Singapore, 14 May 2026 — Red Dot Analytics (RDA) was pleased to participate in the Global Space Technology Convention & Exhibition 2026 (GSTCE 2026), held from 13–14 May 2026 at Marina Bay Sands, Singapore.
Centred around the theme “Commercialising Space: Driving Economic Value Across Industries”, GSTCE 2026 brought together leaders from across the space, technology, research, investment, and policy ecosystems to explore how space-driven innovation can unlock new economic opportunities and strategic capabilities for the future.
As part of the conference programme, RDA’s Chief Scientist, Yonggang Wen, delivered a presentation titled “From Lab to Launch: Partnering to Build Space Data Centres in Singapore & Beyond”.
The presentation explored how the rapid acceleration of AI is fundamentally reshaping global infrastructure demands and intensifying existing constraints surrounding power availability, cooling efficiency, land scarcity, operational resilience, and long-term sustainability.
Prof Wen highlighted that the next era of compute infrastructure may require the industry to think beyond conventional terrestrial limitations. As AI workloads continue to scale exponentially, the future of digital infrastructure will increasingly depend on how sustainably and intelligently compute capacity can be expanded.
Against this backdrop, space data centres are emerging as a growing area of strategic interest, driven by the potential advantages of abundant solar energy, access to deep-space radiative cooling, and the opportunity to rethink infrastructure deployment models beyond Earth-bound resource limitations.
The session also examined why Singapore is uniquely positioned to contribute to this emerging frontier.
As a globally connected digital hub with strong capabilities across advanced manufacturing, semiconductor technologies, AI research, satellite communications, sustainability innovation, and digital infrastructure operations, Singapore possesses many of the foundational building blocks needed to support future space-enabled compute ecosystems.
Prof Wen also emphasised the importance of long-term ecosystem development and cross-sector collaboration in turning research concepts into practical industry pathways.
The presentation called for stronger partnerships across academia, industry, government agencies, infrastructure operators, technology providers, and investors to collectively shape the standards, technologies, operating models, and commercial frameworks required for the next generation of sustainable compute infrastructure.
Rather than viewing space data centres purely as a distant technological concept, the session encouraged stakeholders to begin engaging early in the broader discussions surrounding infrastructure resilience, sovereign compute capabilities, sustainability, and future digital competitiveness.
RDA was encouraged by the strong engagement and thoughtful discussions generated throughout the event.
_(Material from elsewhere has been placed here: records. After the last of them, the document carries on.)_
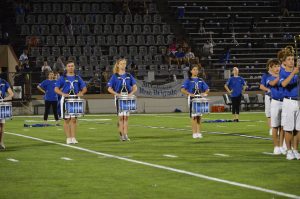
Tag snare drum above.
[0,102,12,120]
[64,98,85,117]
[117,95,137,113]
[191,98,209,117]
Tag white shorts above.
[271,99,283,128]
[282,98,300,131]
[265,95,271,118]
GSTCE 2026 provided a valuable platform to exchange perspectives with ecosystem partners, researchers, policymakers, and industry leaders on the future of sustainable and intelligent infrastructure.
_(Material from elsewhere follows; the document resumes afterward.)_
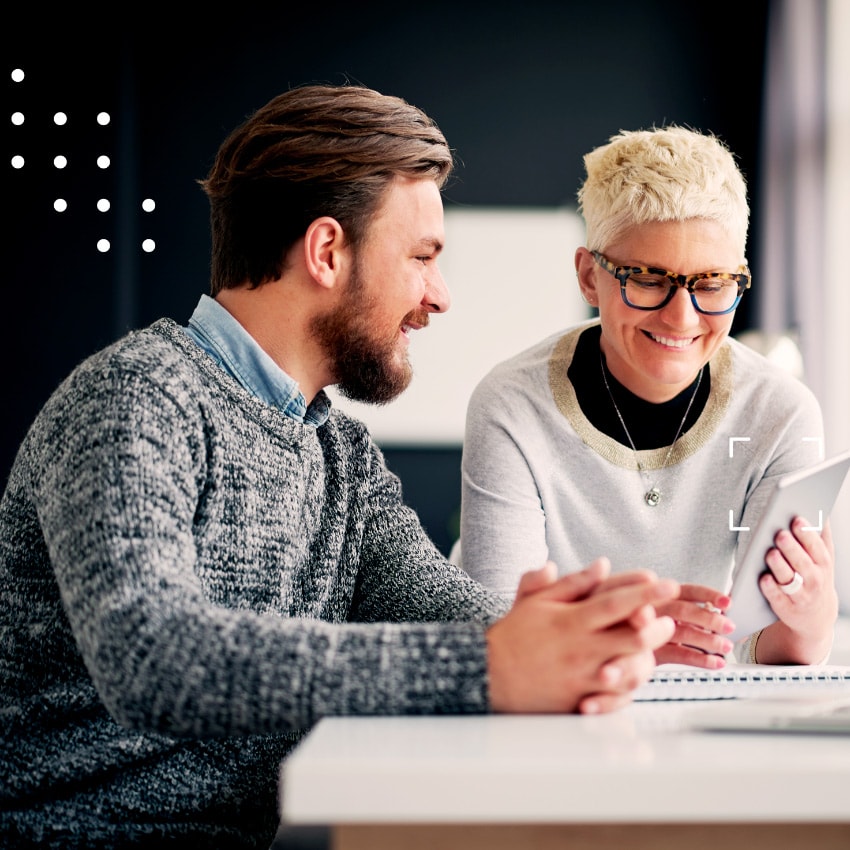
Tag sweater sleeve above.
[23,352,498,737]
As AI adoption continues to accelerate globally, the future of compute will not be defined by scale alone, but by how intelligently infrastructure can evolve to meet the demands of the next digital era.
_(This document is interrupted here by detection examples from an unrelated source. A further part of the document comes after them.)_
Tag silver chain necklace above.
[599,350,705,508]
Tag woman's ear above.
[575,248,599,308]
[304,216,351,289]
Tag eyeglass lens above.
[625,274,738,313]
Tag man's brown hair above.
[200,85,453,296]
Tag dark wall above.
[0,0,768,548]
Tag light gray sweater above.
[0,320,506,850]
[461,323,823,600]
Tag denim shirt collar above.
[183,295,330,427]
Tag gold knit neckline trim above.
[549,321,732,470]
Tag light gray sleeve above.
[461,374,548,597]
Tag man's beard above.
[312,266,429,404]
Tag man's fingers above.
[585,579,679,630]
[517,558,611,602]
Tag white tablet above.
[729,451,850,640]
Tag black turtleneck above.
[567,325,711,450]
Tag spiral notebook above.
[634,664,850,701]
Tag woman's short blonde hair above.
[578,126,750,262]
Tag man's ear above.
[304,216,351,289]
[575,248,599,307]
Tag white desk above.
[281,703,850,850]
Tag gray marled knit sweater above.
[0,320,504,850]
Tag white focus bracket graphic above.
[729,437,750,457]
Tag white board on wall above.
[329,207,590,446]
RDA remains committed to advancing innovation across AI infrastructure, digital twin technologies, and next-generation operational intelligence, while contributing to industry conversations that help shape the future of resilient and sustainable digital infrastructure.
We thank the organisers, partners, speakers, and participants of GSTCE 2026 for the opportunity to be part of this important dialogue.
The conversations have started. Now, the work continues.